Guna meredakan situasi di masyarakat dan sebagai tindakan pencegahan, Kelurahan Wates akhirnya memfasilitasi ruang isolasi mandiri di salah satu ruangan di Kelurahan Wates. Sebelumnya BD sempat diusulkan melakukan isolasi mandiri di Masjid Jami' Wates. Namun pihak takmir masjid keberatan dengan dalih mempertimbangkan jemaah lainnya.

"Setelah rembugan [berdiskusi] dengan beberapa pihak akhirnya kami putuskan untuk menarik yang bersangkutan ke Kelurahan Wates," jelasnya.
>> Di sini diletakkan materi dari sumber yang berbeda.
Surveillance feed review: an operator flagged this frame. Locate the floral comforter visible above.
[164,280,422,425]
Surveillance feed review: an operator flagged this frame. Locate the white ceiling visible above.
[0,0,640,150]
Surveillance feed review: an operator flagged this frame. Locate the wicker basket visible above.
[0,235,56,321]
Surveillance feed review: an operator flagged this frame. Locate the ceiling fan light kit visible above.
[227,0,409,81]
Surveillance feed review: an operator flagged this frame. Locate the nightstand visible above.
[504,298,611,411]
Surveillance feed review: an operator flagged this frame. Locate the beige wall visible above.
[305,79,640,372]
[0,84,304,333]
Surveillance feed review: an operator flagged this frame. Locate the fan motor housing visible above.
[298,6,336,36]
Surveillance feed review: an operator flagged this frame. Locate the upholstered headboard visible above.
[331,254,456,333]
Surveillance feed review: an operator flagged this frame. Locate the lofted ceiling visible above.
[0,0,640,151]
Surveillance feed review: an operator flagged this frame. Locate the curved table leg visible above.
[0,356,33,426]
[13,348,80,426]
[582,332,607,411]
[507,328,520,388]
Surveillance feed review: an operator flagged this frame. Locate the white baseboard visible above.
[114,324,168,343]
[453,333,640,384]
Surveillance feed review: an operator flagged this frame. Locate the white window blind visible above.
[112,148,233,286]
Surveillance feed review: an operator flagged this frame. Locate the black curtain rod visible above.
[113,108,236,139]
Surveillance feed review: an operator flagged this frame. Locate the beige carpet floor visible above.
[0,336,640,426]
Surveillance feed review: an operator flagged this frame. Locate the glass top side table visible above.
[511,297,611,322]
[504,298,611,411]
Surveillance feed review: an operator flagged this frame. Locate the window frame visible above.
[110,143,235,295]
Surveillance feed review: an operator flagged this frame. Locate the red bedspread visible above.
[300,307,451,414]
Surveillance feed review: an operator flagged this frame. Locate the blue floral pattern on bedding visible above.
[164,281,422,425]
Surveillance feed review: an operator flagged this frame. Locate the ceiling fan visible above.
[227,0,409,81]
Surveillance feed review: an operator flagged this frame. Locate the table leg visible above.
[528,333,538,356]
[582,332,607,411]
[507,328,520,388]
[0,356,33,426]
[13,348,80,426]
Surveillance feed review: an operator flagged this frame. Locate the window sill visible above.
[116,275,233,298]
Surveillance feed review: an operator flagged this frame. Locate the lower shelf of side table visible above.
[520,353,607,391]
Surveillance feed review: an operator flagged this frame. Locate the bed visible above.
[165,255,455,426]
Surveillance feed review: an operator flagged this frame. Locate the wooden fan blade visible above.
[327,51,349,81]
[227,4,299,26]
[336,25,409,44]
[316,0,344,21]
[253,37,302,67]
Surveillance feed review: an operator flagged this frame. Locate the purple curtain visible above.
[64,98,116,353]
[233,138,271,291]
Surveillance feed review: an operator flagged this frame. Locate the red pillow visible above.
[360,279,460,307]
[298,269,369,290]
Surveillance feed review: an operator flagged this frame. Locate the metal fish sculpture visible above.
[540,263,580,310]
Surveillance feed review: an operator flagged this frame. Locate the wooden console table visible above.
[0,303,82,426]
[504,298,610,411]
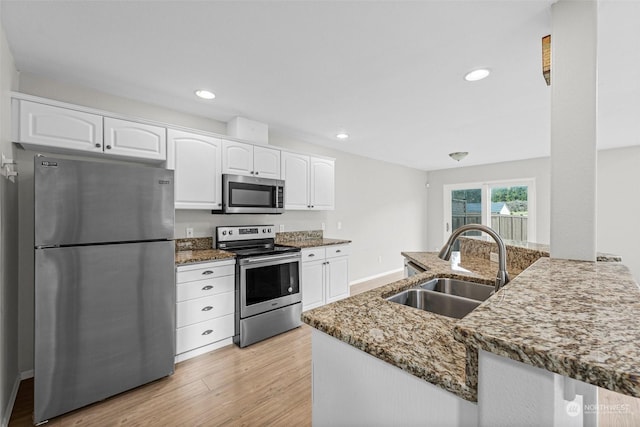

Saat ini BD telah menjalani isolasi selama lima hari sejak Senin (4/5/2020).

Terkait logistik BD selama isolasi Bambang menjelaskan untuk kebutuhan makan yang bersangkutan dicukupi oleh Masjid Jami Wates. Bantuan akan diberikan 14 hari selama melakukan isolasi. "Sementara itu selama BD selaku kepala keluarga diisolasi, kebutuhan makan keluarga yang bersangkutan akan dicukupi oleh warga sekitar, " ujarnya.

Ketua Takmir Masjid Jami' Wates, Syrwan Rosid mengimbau untuk menjaga kesehatan jiwa dan kemaslahatan jemaah diharapkan untuk melaksanakan maklumat bersama.

Sepekan yang lalu Pemerintah Kabupaten Kulonprogo bersama Kementrian Agama, Pengurus Cabang Nahdatul Ulama dan Pimpinan Daerah Muhammadiyah setempat menandatangani maklumat bersama. Maklumat tersebut berisi kesepakatan untuk meniadakan seluruh kegiatan ibadah yang dapat menimbulkan kerumunan selama bulan Ramadan hingga Idul Fitri untuk mencegah penyebaran Covid-19.

Syrwan mengatakan bahwa pihak Masjid Jami' Wates telah berkoordinasi dengan Babinsa Kalurahan Wates hingga Ketua RW. "Kami hanya bisa membantu dengan memberikan bantuan hidup bagi jemaah selama diisolasi di Kelurahan Wates," jelasnya.